Ne pensez-vous pas que les parents aujourd’hui ne content plus d’histoires à leurs enfants ? En effet, et c’est malheureux de l’avouer, les parents d’aujourd’hui ne content plus d’histoires à leurs enfants. La maman travaille à l’extérieur et quand elle rentre à la maison, elle a le ménage à faire, le repas à préparer et la lessive. Le père rentre aussi fatigué avec les problèmes de transport, de circulation. Les parents n’ont plus de temps. Les enfants s’intéressent plus à la télévision et à Internet.
Quelles qualités doit avoir une conteuse ? Une conteuse doit avoir une bonne élocution, de l’imagination, une voix agréable et savoir attirer ou plutôt captiver l’attention de l’enfant par les gestes et le regard. Il faut avoir aussi beaucoup de tendresse.
Pensez-vous publier un jour vos contes ? Je ne suis pas ambitieuse pour publier mes contes et mes poèmes. Il y a des poèmes qui ont été publiés dans la revue du Centre d’information sur les droits des enfants et de la femme (Cidef) ainsi que dans Digest, publié par l’écrivain Youcef Merahi, l’ancien secrétaire général du Haut Commissariat à l’amazighité.

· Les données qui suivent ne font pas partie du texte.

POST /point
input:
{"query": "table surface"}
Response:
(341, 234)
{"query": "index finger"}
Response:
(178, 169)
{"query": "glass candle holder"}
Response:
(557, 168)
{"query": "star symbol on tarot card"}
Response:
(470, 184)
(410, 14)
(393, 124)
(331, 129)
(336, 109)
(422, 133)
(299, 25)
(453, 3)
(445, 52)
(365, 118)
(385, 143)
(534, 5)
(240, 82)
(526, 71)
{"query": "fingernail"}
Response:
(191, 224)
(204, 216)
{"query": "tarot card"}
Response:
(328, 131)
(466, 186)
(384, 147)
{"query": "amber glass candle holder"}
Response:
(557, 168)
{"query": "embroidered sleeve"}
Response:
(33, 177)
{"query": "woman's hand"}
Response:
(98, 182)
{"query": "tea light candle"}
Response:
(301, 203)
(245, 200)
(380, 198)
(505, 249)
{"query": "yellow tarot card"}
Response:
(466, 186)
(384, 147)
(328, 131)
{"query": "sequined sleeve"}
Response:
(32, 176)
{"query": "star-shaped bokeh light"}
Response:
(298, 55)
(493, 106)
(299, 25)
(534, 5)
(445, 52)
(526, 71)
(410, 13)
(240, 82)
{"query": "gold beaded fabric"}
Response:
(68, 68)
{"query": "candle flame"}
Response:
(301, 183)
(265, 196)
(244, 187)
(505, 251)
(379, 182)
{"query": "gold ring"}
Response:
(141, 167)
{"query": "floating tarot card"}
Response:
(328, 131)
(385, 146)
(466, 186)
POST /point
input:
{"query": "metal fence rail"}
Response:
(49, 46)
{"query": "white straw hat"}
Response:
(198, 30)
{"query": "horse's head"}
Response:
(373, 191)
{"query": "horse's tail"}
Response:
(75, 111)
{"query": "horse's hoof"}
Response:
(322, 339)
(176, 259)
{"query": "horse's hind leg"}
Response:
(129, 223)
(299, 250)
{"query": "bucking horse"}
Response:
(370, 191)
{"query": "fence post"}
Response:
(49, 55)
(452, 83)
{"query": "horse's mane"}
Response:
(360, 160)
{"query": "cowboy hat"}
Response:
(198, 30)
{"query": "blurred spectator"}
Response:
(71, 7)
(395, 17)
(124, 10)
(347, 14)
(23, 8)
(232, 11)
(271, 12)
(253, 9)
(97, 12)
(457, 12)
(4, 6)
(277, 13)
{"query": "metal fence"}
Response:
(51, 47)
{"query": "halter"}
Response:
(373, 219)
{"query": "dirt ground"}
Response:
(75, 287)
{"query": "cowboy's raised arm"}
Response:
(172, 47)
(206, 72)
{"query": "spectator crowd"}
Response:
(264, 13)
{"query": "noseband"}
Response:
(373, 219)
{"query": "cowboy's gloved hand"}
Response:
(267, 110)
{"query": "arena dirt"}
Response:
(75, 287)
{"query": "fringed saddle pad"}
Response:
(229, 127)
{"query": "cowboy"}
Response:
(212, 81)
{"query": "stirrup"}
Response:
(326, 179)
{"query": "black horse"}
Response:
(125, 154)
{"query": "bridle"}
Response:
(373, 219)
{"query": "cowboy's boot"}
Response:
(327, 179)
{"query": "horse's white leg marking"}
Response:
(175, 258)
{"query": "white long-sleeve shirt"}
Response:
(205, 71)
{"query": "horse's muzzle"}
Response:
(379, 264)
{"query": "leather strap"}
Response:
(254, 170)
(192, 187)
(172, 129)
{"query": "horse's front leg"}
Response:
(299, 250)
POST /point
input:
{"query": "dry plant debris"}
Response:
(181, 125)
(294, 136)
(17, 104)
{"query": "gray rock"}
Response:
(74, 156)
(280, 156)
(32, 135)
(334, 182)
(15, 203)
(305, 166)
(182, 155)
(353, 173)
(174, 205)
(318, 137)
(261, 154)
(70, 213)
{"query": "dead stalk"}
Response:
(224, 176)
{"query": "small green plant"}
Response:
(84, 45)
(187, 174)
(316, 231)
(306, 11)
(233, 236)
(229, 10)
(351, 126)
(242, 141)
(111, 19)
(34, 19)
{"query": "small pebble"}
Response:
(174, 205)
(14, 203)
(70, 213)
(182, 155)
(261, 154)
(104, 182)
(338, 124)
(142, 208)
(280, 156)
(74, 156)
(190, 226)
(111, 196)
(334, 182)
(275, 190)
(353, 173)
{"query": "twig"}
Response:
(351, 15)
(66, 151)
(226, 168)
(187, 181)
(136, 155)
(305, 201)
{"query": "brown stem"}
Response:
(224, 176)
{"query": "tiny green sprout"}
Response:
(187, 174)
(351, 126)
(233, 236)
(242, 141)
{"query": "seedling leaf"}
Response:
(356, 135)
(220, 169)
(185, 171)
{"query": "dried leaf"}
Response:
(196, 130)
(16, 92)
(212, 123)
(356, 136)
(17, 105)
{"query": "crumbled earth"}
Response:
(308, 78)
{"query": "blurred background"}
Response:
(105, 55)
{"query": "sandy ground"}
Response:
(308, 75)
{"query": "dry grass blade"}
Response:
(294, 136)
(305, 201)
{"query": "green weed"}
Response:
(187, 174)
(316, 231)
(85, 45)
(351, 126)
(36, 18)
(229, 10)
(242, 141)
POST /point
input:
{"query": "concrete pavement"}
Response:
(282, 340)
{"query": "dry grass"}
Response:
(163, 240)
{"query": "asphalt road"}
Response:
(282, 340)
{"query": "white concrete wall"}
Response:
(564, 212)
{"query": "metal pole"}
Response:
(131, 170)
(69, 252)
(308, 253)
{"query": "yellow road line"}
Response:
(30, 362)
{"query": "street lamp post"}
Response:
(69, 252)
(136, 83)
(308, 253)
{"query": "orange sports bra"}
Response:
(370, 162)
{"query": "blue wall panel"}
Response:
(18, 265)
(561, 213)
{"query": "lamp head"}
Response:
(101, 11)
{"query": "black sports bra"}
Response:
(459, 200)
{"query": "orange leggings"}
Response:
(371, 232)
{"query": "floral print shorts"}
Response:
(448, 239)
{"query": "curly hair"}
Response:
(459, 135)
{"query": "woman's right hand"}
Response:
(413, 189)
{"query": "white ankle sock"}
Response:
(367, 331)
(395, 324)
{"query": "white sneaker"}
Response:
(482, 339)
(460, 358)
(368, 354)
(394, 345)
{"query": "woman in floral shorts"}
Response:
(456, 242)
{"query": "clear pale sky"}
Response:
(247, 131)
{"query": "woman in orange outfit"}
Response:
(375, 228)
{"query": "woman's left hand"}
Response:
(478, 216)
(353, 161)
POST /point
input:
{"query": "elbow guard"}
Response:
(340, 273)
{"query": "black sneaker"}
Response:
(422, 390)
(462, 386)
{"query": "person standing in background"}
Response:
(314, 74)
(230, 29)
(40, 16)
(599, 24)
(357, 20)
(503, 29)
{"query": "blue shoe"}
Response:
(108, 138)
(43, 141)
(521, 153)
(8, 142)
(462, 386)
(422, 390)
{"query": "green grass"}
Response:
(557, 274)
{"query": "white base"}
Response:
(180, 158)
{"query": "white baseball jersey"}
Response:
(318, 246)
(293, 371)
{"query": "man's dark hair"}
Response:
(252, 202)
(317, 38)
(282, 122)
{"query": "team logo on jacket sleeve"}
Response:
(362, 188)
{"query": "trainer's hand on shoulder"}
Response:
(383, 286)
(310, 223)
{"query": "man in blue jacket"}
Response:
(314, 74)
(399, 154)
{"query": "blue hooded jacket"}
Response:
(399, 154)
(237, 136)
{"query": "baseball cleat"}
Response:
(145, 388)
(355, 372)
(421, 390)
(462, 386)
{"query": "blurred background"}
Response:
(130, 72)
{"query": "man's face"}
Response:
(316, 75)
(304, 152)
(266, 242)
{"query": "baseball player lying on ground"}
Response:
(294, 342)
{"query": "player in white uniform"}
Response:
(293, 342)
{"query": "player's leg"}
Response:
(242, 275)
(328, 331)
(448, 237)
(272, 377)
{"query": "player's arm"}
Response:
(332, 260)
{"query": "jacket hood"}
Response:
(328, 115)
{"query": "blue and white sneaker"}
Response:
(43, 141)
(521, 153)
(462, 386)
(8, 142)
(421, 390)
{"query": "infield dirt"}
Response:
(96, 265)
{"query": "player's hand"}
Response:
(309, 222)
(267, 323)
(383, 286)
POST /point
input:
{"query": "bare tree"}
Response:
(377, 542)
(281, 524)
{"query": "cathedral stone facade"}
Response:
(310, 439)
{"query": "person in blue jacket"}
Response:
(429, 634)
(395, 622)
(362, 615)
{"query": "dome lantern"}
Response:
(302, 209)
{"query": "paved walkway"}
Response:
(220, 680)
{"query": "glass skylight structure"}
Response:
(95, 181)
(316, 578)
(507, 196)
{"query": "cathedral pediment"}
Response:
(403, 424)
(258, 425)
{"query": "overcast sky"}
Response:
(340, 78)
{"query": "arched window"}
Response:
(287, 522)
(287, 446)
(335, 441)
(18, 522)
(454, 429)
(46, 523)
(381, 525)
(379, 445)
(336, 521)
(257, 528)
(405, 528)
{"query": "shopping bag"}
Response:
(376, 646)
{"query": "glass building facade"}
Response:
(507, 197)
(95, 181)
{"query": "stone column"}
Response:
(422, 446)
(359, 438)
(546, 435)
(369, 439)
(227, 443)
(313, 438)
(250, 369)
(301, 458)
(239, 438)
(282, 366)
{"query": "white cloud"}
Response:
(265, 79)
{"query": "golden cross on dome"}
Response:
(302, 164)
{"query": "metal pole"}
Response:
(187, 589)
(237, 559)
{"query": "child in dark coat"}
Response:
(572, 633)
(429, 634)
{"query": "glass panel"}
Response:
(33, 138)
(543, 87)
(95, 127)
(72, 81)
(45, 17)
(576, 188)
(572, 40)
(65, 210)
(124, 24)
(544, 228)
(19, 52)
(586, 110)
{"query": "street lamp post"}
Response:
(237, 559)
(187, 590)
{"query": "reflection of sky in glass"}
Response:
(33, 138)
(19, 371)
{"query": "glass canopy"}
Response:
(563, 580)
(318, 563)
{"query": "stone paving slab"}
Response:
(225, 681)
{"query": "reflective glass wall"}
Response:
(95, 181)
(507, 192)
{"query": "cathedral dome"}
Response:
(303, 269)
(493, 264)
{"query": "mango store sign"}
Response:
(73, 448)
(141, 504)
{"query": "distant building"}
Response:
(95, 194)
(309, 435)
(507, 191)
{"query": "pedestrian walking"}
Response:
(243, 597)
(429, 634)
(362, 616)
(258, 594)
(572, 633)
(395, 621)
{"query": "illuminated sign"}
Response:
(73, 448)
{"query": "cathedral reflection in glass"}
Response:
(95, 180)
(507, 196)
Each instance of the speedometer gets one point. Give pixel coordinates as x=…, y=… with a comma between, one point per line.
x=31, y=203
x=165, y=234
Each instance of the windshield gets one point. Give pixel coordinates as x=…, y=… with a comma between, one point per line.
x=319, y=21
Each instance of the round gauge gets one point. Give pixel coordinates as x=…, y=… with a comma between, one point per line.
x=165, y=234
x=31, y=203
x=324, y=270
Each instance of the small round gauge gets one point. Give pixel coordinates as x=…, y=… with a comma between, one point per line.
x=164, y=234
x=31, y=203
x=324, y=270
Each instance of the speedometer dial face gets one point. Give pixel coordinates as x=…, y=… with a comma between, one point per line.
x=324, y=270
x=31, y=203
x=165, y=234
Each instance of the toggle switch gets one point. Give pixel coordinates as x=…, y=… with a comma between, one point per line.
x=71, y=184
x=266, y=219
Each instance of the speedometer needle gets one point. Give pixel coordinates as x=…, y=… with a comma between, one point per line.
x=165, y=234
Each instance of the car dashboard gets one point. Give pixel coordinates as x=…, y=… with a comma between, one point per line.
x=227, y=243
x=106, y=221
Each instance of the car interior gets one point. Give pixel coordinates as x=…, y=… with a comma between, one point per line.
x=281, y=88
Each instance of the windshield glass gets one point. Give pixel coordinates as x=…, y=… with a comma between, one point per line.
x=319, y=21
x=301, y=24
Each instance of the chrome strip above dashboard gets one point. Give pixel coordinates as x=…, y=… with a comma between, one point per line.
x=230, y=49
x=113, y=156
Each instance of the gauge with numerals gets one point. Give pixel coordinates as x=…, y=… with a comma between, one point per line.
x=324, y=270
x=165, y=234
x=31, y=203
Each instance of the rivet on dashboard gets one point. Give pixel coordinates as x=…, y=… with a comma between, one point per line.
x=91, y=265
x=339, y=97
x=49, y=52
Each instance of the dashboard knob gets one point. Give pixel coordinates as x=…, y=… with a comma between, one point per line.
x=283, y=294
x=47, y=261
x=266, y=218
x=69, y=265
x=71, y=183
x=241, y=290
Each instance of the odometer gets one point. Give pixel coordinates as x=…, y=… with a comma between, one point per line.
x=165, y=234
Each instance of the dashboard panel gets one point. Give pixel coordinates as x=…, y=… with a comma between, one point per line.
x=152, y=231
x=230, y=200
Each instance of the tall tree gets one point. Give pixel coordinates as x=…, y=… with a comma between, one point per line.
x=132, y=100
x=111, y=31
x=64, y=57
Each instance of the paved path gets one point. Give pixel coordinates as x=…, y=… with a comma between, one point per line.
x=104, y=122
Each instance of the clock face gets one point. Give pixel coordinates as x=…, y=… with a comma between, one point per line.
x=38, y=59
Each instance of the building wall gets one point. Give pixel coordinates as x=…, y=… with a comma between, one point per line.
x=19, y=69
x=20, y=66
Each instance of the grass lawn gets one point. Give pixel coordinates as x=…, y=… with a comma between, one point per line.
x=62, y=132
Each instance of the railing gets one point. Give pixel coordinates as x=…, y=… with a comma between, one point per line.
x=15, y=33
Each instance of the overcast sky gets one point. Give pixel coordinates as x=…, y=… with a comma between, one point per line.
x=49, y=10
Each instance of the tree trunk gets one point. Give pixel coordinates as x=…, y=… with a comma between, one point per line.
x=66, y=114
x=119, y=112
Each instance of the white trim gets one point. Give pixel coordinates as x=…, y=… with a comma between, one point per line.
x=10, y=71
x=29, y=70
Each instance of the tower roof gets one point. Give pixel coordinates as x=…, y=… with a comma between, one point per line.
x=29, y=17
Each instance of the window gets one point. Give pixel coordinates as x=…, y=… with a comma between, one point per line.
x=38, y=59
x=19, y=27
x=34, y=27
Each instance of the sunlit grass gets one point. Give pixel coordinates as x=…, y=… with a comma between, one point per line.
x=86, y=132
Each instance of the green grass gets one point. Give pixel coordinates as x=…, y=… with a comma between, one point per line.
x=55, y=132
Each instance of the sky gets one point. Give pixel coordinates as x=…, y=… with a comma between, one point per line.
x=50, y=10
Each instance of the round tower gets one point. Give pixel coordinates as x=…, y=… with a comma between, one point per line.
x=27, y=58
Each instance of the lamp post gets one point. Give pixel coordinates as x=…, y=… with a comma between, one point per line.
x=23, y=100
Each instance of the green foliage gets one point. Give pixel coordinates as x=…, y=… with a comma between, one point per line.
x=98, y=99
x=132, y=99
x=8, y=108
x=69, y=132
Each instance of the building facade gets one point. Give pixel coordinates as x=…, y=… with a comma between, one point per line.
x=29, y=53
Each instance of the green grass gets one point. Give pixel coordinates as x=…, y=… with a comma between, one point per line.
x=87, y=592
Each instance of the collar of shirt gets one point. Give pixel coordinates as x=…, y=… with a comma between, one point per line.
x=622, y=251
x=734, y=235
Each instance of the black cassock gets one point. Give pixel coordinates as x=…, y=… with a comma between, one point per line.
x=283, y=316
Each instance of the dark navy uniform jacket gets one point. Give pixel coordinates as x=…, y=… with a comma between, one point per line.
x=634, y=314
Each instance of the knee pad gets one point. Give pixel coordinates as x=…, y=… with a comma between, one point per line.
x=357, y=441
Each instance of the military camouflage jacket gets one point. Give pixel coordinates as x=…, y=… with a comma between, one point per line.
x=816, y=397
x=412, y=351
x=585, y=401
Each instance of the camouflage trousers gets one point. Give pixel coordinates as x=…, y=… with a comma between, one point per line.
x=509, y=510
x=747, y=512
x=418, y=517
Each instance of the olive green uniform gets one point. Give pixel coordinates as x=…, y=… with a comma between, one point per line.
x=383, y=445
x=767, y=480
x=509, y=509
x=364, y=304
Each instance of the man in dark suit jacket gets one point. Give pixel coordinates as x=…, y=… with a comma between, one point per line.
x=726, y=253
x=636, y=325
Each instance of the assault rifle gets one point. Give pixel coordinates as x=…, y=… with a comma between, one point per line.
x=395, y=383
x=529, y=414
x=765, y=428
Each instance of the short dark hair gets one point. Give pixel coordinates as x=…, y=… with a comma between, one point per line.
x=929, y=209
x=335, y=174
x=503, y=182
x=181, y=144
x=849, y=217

Vous êtes donc aussi poétesse… Oui, j’écris des poèmes en français et en tamazight. Les thèmes sont divers. Dans mes poèmes, je parle de la femme, de l’enfant, du changement de mentalités, de l’environnement, ainsi que des personnalités qui ont apporté quelque chose. J’ai écrit aussi des poèmes pour rendre hommage à l’écrivain et poète Tahar Djaout et Lounès Matoub. Pour ce qui est de mes projets futurs, je souhaite mettre mes contes sous forme de pièces de théâtre et en dessins animés.